Jansen Valérie L B I, van Mourik Dagmar J M, Davids Mark, van Bergen En Henegouwen Kika, Noordermeer Tessa, Levels Johannes H M, Limper Maarten, Coppens Michiel, Nieuwdorp Max, Urbanus Rolf T, Middeldorp Saskia, van Mens Thijs E
Department of Vascular Medicine, Amsterdam UMC Location AMC, University of Amsterdam, Amsterdam, The Netherlands.
Amsterdam Cardiovascular Sciences, Pulmonary Hypertension and Thrombosis, Amsterdam, The Netherlands.
TH Open. 2024 Aug 5;8(3):e308-e316. doi: 10.1055/s-0044-1788653. eCollection 2024 Jul.
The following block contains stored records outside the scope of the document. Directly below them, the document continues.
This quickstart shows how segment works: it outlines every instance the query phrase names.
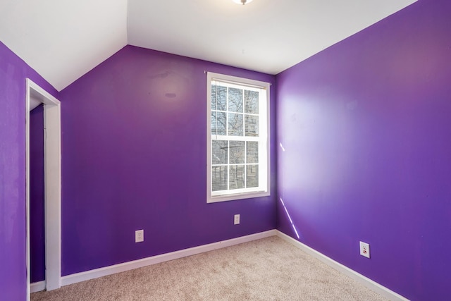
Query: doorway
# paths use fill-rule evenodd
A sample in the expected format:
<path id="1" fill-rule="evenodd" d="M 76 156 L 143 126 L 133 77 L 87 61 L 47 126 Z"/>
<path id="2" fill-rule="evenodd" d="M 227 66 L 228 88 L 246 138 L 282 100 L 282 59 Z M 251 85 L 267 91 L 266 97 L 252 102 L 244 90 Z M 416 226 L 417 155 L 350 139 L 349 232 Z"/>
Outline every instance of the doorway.
<path id="1" fill-rule="evenodd" d="M 60 102 L 28 78 L 26 80 L 26 255 L 27 299 L 29 300 L 31 293 L 30 276 L 30 111 L 41 104 L 43 105 L 44 111 L 45 228 L 45 281 L 42 288 L 47 290 L 61 287 L 61 147 Z"/>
The origin of autoantibodies in patients with antiphospholipid syndrome (APS) is unknown. The gut microbiome contributes to autoimmunity and contains peptide homologues to the main APS autoantigen, which affect disease activity in animal models. Alteration of the gut microbiota with vancomycin diminishes disease activity in mice but no data on the effect of gut microbiota alteration in APS patients are available to date. To evaluate whether the gut microbiome affects disease activity in human APS. This was a pre-post design intervention study in APS patients with stable disease and no gastrointestinal comorbidity. Subjects received oral vancomycin, 500 mg four times daily for 7 days, previously shown to alter gut microbiota composition without systemic effects. Disease activity was assessed at four time points by measuring a panel of clinical phenotype-related biomarkers: antiphospholipid antibodies (APLAs), complement and inflammation markers, and hemostatic parameters. The primary outcome was the composite of the biomarker panel determined by multilevel principal component analysis. A total of 15 subjects completed the study. The primary outcome, the first principal component of the biomarker panel data, was significantly different after 7 days of vancomycin treatment ( = 0.03), but not at day 42. APLA titers were unaffected. Unexpectedly, 4 out of 15 patients were negative for APLAs at baseline. In a post-hoc analysis, there was a prolonged effect for subjects with positive antibodies at baseline ( = 0.03). In subjects with negative APLAs at baseline, the intervention showed no effect. The intestinal microbiome affects the biochemical disease activity in APS patients. The mechanism is yet unknown but appears to be APS-specific.
抗磷脂综合征(APS)患者自身抗体的起源尚不清楚。肠道微生物群与自身免疫有关,并且含有与主要APS自身抗原的肽同源物,这在动物模型中会影响疾病活动。用万古霉素改变肠道微生物群可降低小鼠的疾病活动,但迄今为止尚无关于改变肠道微生物群对APS患者影响的数据。
为了评估肠道微生物群是否影响人类APS的疾病活动。
这是一项针对病情稳定且无胃肠道合并症的APS患者的前后设计干预研究。受试者口服万古霉素,每日4次,每次500mg,共7天,先前已证明该剂量可改变肠道微生物群组成且无全身影响。通过测量一组与临床表型相关的生物标志物来评估四个时间点的疾病活动:抗磷脂抗体(APLA)、补体和炎症标志物以及止血参数。主要结局是通过多水平主成分分析确定的生物标志物组的综合指标。
共有15名受试者完成了研究。主要结局,即生物标志物组数据的第一主成分,在万古霉素治疗7天后有显著差异(P = 0.03),但在第42天没有差异。APLA滴度未受影响。出乎意料的是,15名患者中有4名在基线时APLA呈阴性。在事后分析中,基线时抗体呈阳性的受试者有延长的效应(P = 0.03)。在基线时APLA呈阴性的受试者中,干预没有效果。
肠道微生物群影响APS患者的生化疾病活动。其机制尚不清楚,但似乎具有APS特异性。